I’ll admit that when I was a kid watching reruns of the Hanna Barbera Super Friends cartoon, I never really gave any thought to the Legion of Doom. For me, it was all about the Super Friends. The bad guys just existed to give the good guys a reason to display their heroics – and in hindsight that may have been the basis for the show to begin with.
Growing up with these characters in comics, cartoons, and movies, it slowly started to change. The bad guys became more interesting. I started understanding their motivations, and even started rooting for them. DC Universe Classics, with an assist from its predecessor DC Super Heroes, has let me reassemble the Legion of Doom in plastic form. Stack them up against the DC Universe Classics Super Friends, and tell me you don’t want the bad guys to win!

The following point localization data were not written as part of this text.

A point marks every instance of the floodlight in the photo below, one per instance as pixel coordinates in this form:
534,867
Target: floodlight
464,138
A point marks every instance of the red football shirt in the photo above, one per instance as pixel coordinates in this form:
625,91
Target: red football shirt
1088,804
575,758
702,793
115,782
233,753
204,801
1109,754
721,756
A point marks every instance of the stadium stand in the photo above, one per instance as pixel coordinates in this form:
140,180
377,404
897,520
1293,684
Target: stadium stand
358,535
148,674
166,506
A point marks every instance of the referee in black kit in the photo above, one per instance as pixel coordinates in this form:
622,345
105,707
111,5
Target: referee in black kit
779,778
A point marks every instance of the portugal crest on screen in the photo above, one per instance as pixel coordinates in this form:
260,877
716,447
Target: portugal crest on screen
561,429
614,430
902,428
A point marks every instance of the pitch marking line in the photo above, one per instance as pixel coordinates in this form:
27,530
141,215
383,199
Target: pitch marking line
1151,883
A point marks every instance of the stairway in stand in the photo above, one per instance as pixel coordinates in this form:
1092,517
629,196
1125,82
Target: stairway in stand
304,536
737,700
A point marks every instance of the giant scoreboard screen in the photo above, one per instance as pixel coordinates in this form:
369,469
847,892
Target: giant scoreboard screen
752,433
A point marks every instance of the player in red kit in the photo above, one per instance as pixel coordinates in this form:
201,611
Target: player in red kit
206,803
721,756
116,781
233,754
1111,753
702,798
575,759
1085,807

I really have to hand it to Mattel and the Four Horsemen – for the teams from which they’ve drawn inspiration for the line, they’ve done a fantastic job building them out – just consider the Super Powers toy line, the modern JSA, and Cosmic Odyssey (ok, New Gods) as examples. The Super Friends and the Legion of Doom are teams that they’ve fully completed.
It took three Collect and Connect figures (Grodd, Giganta, and Solomon Grundy), a couple of 2-packs (Brainiac and the purple Black Manta), a Wal-Mart exclusive 5-pack (Lex Luthor in his jumpsuit), two assists from DCSH (Scarecrow and Bizarro), and a bunch more single carded figures to get this team together. I can’t think of another bad guy team in my collection that’s gotten as much love – can you?
It did take a while to get there, though, and in my impatience I filled the glaring gaps with customs, mostly from talented customizers (in other words, not me).
- My measly contribution was a height-corrected Sinestro. Although I got lazy on the armbands, I actually prefer the skin tone on the custom, compared to the one that Mattel eventually made. But even here I can’t take full credit, as Robokillah painted his eyes.
- Buzzy Fret made a stand-in Riddler for me, when Mattel only had the suited Riddler as an alternative. He eventually got replaced when Mattel made the jump suit version – I love the head on the new one, and side by side you can see that the DCD head on the stand in (my choice, not Buzzy’s) is too big.
- Ibentmyman-thing made Toyman, including a scratch sculpted head. It’s uncanny how many visual cues it has in common with the Four Horsemen sculpt that eventually came out.
- Benty also scratch-sculpted the head for the classic Bizarro. It’s perfection, but marred by the crappy decoupage job on the reversed Superman logo I did on a spare Supes. I am surprised Mattel has not made an attempt at this variant yet – I dig this look so much more than the monster Bizarro they put out in DCSH and reissued in more recent DCUC 2-packs.
I also doctored up a height-corrected Captain Cold – you can read much more about him and the rest of these customs in the write-up I did for our DC Universe Classics Giants of Doom CustomCon entry.
I really love how this team looks in my display cubes. This shot is lit solely by that halogen tap light. Bad guys rule!
Giganta is the only one I want.
Nice shots! Like the custom classic Bizarro, hopefully Mattel can make him eventually.
Nicely done! Love the cube shot.
Dude – Amazing!.. I’m jealous that just rocks!
Great setup!!!
Looks good, but you need a proper Grodd. At least give him a brown drybrush.
How do you trap the Legion of Doom at a baseball game? Lure them into the stadium just as the 7th inning stretch starts! They’ll be forced to sing along, allowing you to tie them up!
Legion Members: Take me out to the ballgame, take me out to the crowd!
Me: Bind me with rope and a sailor’s knot, send me to jail where I’ll sleep on a cot
‘Cause you broke, broke-broke the laaaaawww, off you go to the can!
‘Cause it’s one–two–three years away, I’ll send–you–SPAM!!